Bonus question; Do you guys have a UPS? Is it a must have for a homelab, or does it just depend on the usecase?
On/off:
I have 5 main chassis excluding desktops. Prod cluster is all flash, standalone host has one flash array, one spinning rust array, NAS is all spinning rust. I have a big enough server disk array that spinning it up is actually a power sink and the Dell firmware takes a looong time to get all the drives up on reboot.
TLDR: Not off as a matter of day/night, off as a matter of summer/winter for heat.
Winter: all on
Summer:
VMs are a different story. Normally I just turn them on and off as needed regardless of season, though I will typically turn off more of my “optional” VMs to reduce summer workload in addition to powering off the one server. Rough goal is to reduce thermal load as to not kill my AC as quickly which is probably running above its duty cycle to keep up. Physical wise, these servers are virtualized so this on/off load doesn’t cycle the array.

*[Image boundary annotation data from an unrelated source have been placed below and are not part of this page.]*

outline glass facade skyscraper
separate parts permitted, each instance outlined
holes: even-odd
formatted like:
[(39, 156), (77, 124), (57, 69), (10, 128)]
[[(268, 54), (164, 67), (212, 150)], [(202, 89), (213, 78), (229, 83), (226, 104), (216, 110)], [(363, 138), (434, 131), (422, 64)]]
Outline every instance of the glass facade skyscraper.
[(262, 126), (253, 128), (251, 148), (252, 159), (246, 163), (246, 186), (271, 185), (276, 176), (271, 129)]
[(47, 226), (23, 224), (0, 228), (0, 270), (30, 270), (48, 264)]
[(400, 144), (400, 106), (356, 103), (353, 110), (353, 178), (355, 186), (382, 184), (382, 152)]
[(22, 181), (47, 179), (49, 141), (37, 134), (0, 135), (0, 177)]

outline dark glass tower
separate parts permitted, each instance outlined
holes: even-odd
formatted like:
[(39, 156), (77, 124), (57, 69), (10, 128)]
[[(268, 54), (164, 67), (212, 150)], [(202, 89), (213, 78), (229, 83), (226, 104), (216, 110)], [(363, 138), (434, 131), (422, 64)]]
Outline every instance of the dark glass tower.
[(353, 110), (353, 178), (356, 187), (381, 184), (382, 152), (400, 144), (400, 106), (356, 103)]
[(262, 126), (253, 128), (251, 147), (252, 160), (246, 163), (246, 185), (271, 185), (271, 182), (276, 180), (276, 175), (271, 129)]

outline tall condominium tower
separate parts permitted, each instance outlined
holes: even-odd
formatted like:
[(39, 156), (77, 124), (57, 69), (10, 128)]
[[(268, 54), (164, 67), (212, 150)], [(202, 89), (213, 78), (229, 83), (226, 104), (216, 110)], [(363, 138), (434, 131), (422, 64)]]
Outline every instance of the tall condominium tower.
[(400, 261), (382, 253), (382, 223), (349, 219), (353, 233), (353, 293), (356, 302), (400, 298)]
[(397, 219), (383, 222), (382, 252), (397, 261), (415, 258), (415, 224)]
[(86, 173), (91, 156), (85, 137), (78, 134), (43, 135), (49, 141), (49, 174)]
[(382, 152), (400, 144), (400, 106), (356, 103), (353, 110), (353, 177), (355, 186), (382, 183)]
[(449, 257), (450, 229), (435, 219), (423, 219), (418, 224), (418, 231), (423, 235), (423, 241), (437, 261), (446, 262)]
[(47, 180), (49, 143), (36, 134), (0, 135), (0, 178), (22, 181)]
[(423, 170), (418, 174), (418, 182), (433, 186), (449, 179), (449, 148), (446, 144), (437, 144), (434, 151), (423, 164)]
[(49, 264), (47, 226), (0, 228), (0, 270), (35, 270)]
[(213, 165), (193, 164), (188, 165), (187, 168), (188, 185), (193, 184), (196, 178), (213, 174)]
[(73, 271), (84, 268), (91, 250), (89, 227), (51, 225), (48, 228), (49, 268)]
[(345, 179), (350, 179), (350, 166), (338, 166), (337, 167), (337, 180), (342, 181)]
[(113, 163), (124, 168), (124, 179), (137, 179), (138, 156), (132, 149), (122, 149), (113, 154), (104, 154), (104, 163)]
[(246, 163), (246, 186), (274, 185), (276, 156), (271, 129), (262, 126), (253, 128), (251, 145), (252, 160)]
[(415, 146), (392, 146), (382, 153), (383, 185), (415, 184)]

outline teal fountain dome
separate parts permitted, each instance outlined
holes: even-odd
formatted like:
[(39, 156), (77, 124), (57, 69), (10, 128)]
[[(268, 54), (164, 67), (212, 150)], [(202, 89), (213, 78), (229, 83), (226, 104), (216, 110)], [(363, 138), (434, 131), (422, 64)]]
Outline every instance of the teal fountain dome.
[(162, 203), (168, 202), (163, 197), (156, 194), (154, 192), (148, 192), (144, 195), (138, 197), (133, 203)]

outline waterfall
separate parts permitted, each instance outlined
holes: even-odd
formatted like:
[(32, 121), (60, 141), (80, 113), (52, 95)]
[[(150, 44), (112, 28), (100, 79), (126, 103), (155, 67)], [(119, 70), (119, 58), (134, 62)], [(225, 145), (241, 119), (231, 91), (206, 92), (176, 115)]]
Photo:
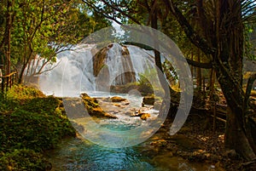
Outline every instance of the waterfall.
[[(122, 85), (139, 79), (139, 74), (154, 68), (150, 52), (132, 45), (113, 43), (108, 47), (103, 66), (94, 73), (93, 45), (81, 45), (76, 50), (57, 55), (54, 69), (39, 77), (39, 88), (46, 94), (78, 96), (80, 92), (102, 90), (104, 87)], [(65, 90), (65, 94), (61, 93)]]

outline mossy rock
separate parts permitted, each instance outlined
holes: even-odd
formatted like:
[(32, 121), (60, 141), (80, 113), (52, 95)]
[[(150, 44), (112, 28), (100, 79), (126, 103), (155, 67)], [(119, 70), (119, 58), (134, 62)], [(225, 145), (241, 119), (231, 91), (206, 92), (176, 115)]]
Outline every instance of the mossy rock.
[(115, 117), (114, 115), (111, 115), (104, 111), (100, 107), (96, 99), (90, 97), (87, 94), (81, 94), (81, 97), (89, 115), (90, 115), (91, 117), (117, 118), (117, 117)]
[(150, 114), (149, 113), (143, 113), (141, 116), (141, 119), (146, 121), (148, 117), (150, 117)]
[(121, 102), (121, 101), (125, 101), (126, 99), (119, 97), (119, 96), (113, 96), (112, 98), (110, 98), (112, 102)]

Because all four of my main servers are the same hypervisor (for now, VMware ESXi), VMs can move among the prod cluster to balance load autonomously, and I can move VMs on or off the standalone host by drag-and-drop. When the standalone host is off, I usually move turn it’s VMs off and move them onto the prod cluster so I don’t get daily “backup failure” emails from the NAS.
UPS: Power in my area is pretty stable, but has a few phase hiccups in the summer. (I know it’s a phase hiccup because I mapped out which wall plus are on which phase, confirmed with a multimeter than I’m on two legs of a 3-phase grid hand-off, and watched which devices blip off during an event) For something like a light that will just flicker or a laptop/phone charger that has a high capacitance, such blips are a non issue. Smaller ones can even be eaten by the massive power supplies my Dell servers have. But, my Cisco switches are a bit sensitive to it and tend to sing me the song of their people when the power flickers - aka fan speed 100% boot up whining. Larger blips will also boop the Dell servers, but I don’t usually see breaks more than 3-5m.
Current UPS setup is:
With all that setup, the gauges in the front of the 3 UPSes all show roughly 15-20m run time in summer, and 20-25m in winter. I know one may be lower than displayed because it’s battery is older, but even if it fails and dumps it’s redundant load onto the main newer UPS I’ll still have 7-10m of battery at worst case and that’s all I really need to weather most power related issues at my location.